その様子と先ほどの入渠ドックとの落差に叢雲はまた吹き出しそうになり、全忍耐を総動員して耐えると提督の向かい側へと座る。
「で、今は何の書類を書いてるの? 今日の出撃について?」
「そうだ。まさか初期艦着任の日に初出撃になるとは思っていなかったからな。だが、戦果は望外な出来だ。おかげで報告書が書きやすい、感謝している」
「なっ!? と、当然のことよっ」
急に褒められて叢雲は顔を赤らめてフンっと顔を横に向けるが、後頭部付近を浮遊しているデバイスの発光灯がピンク色に染まり点滅していた。
非常に分かりやすい。
「いや、本当に感謝している。人・物・時間と全てに窮した状況下で生まれたこの新設の泊地には、今は何よりも
書類の最後に署名を書く万年筆の滑らかな音がキュッと響く。一枚の書類を仕上げた提督が顔を上げると、そこには少しだけ人の悪い笑みが浮かんでいた。
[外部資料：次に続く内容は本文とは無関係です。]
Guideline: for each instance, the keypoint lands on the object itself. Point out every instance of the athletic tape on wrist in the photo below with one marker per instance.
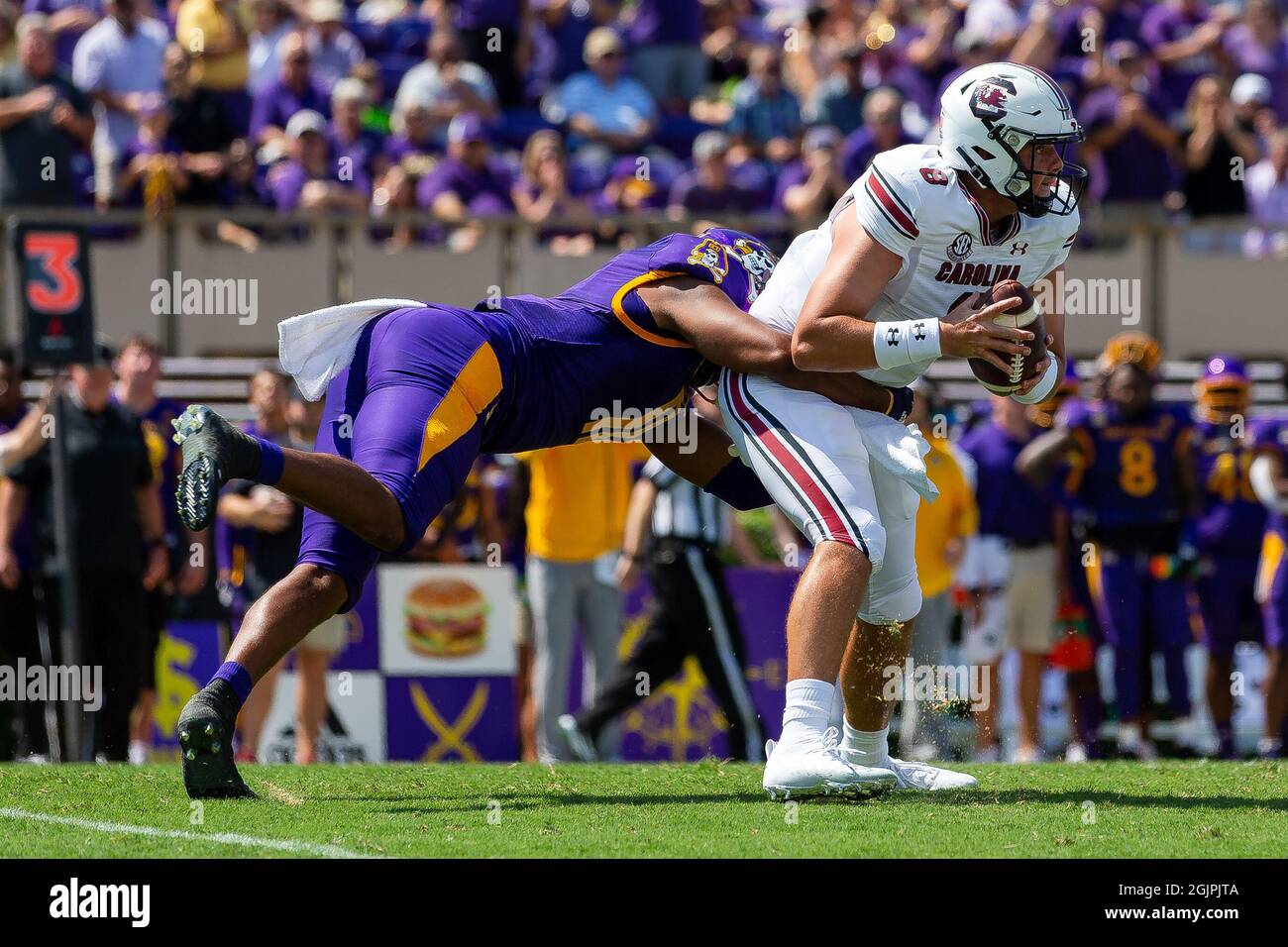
(903, 343)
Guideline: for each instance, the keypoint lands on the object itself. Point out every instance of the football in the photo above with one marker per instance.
(1024, 315)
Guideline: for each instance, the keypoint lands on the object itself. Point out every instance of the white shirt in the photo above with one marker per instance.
(107, 59)
(913, 204)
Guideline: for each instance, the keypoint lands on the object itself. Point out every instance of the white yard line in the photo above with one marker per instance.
(218, 838)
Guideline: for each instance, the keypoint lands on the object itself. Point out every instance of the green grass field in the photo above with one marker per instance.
(704, 809)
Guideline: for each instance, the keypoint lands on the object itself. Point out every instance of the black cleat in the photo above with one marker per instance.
(206, 748)
(214, 453)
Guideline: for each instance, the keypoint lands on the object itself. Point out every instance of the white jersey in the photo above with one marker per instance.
(914, 204)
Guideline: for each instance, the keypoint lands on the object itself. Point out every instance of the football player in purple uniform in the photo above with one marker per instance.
(1269, 478)
(416, 392)
(1129, 486)
(1076, 612)
(1228, 530)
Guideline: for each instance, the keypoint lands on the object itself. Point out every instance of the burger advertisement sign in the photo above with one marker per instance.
(451, 620)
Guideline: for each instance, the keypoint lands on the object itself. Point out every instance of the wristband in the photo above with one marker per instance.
(1043, 388)
(903, 343)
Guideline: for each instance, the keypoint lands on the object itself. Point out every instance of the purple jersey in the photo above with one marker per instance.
(165, 458)
(1270, 437)
(1126, 479)
(595, 348)
(21, 539)
(1009, 505)
(1232, 521)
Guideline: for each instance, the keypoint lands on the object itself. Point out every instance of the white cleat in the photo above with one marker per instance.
(580, 745)
(925, 777)
(818, 770)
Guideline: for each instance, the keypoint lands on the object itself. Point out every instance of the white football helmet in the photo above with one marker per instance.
(991, 112)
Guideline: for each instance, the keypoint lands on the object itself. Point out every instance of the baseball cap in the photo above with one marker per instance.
(600, 42)
(1250, 88)
(820, 137)
(305, 120)
(467, 127)
(326, 11)
(708, 145)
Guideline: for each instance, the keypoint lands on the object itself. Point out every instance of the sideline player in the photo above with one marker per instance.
(1228, 531)
(417, 392)
(1131, 486)
(1269, 475)
(885, 286)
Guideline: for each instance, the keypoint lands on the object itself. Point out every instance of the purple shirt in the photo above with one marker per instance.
(480, 14)
(1232, 519)
(286, 182)
(794, 174)
(1134, 167)
(397, 147)
(484, 189)
(668, 24)
(274, 105)
(694, 195)
(361, 153)
(1009, 505)
(65, 42)
(1271, 437)
(859, 149)
(21, 538)
(1250, 55)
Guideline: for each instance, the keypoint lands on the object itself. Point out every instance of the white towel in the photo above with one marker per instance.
(318, 346)
(898, 449)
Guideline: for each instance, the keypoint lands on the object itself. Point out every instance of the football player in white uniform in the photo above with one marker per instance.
(884, 287)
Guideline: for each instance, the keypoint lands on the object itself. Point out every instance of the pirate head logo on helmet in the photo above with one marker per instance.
(759, 262)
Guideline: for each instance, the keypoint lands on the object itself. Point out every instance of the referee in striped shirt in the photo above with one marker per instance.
(692, 615)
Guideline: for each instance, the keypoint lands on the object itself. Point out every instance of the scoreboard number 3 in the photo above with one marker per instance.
(53, 283)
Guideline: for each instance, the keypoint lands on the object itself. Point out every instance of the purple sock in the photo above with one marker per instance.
(1224, 740)
(270, 462)
(237, 678)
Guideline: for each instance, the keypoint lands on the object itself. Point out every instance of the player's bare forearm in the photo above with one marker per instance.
(728, 337)
(719, 330)
(638, 517)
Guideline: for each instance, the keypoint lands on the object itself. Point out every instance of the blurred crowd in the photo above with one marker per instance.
(566, 111)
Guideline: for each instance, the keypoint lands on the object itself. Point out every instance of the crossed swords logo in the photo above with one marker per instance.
(918, 333)
(451, 737)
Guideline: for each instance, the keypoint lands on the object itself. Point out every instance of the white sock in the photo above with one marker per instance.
(806, 711)
(867, 748)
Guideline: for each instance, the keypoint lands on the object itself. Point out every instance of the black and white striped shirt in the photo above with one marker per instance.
(684, 510)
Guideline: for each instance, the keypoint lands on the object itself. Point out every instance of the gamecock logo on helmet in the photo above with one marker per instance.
(990, 98)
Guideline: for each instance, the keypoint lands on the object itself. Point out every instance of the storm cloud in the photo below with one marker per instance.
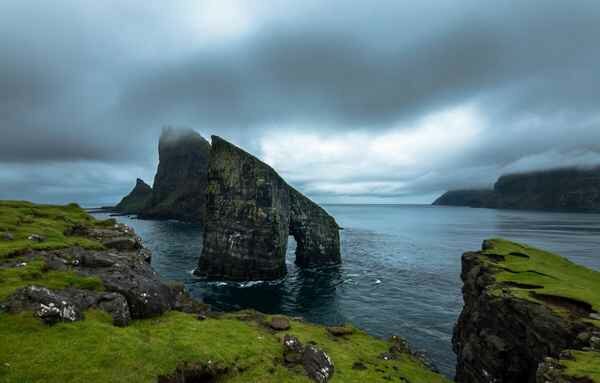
(387, 101)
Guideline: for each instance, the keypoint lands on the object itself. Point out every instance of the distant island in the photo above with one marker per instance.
(555, 189)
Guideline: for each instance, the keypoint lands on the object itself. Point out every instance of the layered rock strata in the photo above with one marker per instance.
(179, 190)
(250, 213)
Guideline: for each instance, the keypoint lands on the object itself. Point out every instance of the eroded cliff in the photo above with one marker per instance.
(557, 189)
(136, 200)
(529, 316)
(250, 213)
(179, 190)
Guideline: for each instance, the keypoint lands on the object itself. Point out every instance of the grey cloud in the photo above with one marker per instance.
(94, 83)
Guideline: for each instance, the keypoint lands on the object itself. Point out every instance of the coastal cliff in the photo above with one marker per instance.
(529, 316)
(558, 189)
(79, 302)
(179, 190)
(250, 213)
(136, 200)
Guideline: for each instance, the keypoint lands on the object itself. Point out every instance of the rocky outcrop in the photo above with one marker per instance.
(522, 308)
(131, 289)
(316, 232)
(136, 200)
(179, 190)
(250, 213)
(558, 189)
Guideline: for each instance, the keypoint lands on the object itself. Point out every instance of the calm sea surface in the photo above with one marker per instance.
(400, 272)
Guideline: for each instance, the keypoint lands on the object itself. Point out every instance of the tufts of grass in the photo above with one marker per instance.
(94, 350)
(552, 274)
(22, 219)
(585, 365)
(36, 273)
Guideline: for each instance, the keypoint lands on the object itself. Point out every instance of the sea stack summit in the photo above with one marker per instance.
(250, 213)
(179, 190)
「――戦闘による勝利ほど分かりやすく、軍令部向けに受けのいい結果はない」
「あんた……何か悪い顔してるわよ」
呆れたような表情の叢雲にそう言われ、提督は口元にだけ微かな笑みの残滓を残した表情でおもむろに立ち上がる。
「とりあえず遅くなったが食事にしよう。食欲は?」
「もーペコペコよ」
朝から何も食べていなかった叢雲は素直に空腹を訴えた。
その声に頷く、提督は部屋の外へと歩き出す。そして扉の前で立ち止まって振り返ると、ミカン箱の上を片付けようとしていた叢雲と目が合う。そして不意に右手を上げて、部屋の隅を指さした。その指が示す方へと叢雲が顔を巡らせると、そこには一台の折り畳み式の座卓が立てかけてあった。
「そこの机を出しておいてくれ」
「机あるならミカン箱で執務してんじゃないわよっ!」
叢雲の叫びを背に提督は部屋を後にした。
艦これしてると書きたくなって、でも艦これしてると書く時間が取れないジレンマ。